On the other hand, a switching system is generally used for converter circuits for obtaining stabilized D.C. voltages from the commercial power supply or inverter circuits for providing a stablized D.C. source or high frequency A.C. source. However, the prior art switching system suffers from a disadvantage that when the output current of the converter is increased, the oscillation operation may be stopped. The cause of this has not been clarified. Further, the prior art switching system is difficult to miniaturize at a higher switching frequency due to the switching loss and switching noise which occur from increased superposition of the current and voltage due to leak inductance between the primary and secondary wirings when the switching devices turn on or off. On the other hand, it is desired to miniaturize a resonant power source at a high switching frequency; the resonant power source is provided with an LC resonance circuit in its main circuit to provide sinusoidal current and voltage waveforms and to decrease the superposition period of the voltage and current thereby reducing the switching loss and the switching noise harmonic component.

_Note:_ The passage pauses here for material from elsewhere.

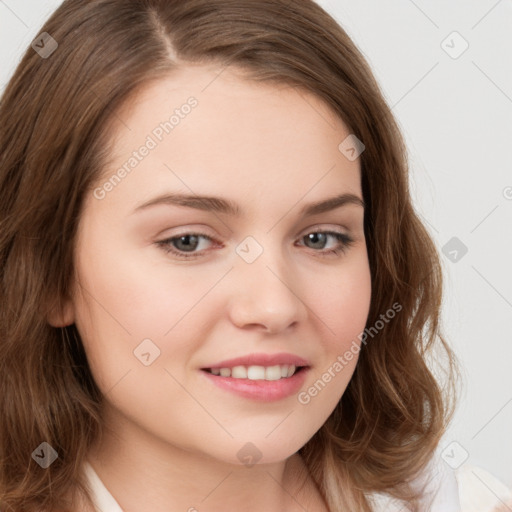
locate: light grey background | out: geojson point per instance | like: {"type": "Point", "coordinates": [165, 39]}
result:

An example of such a resonant power source is a resonant inverter having a push-pull arrangement in its main circuit, such as disclosed in JP-A-48-8429. This resonant power source, however, the following disadvantage. In such a resonant power source, in which a resonant reactor is connected with a D.C. power source obtained from the commercial power supply, at least one of two switching devices used must be always placed in its conducting state. However, both switching devices are simultaneously turned off when the oscillation is compulsorily and urgently stopped through the remote on-off control from outside and the internal protection circuit. Then, a large voltage surge is produced due to the magnetic energy stored in the resonant reactor. This voltage surge is applied to the main switching devices which may be destroyed. Thus, the above resonant power source can not satisfactorily perform the above control and so has been applied to its limited use.
Further, the prior art resonant power source has a disadvantage that when, the voltage induced in the wirings for self-excited oscillation in the converter which is prepared to initiate the oscillation does not reach the voltage which enables the switching devices to be conductive, the oscillation can not be initiated.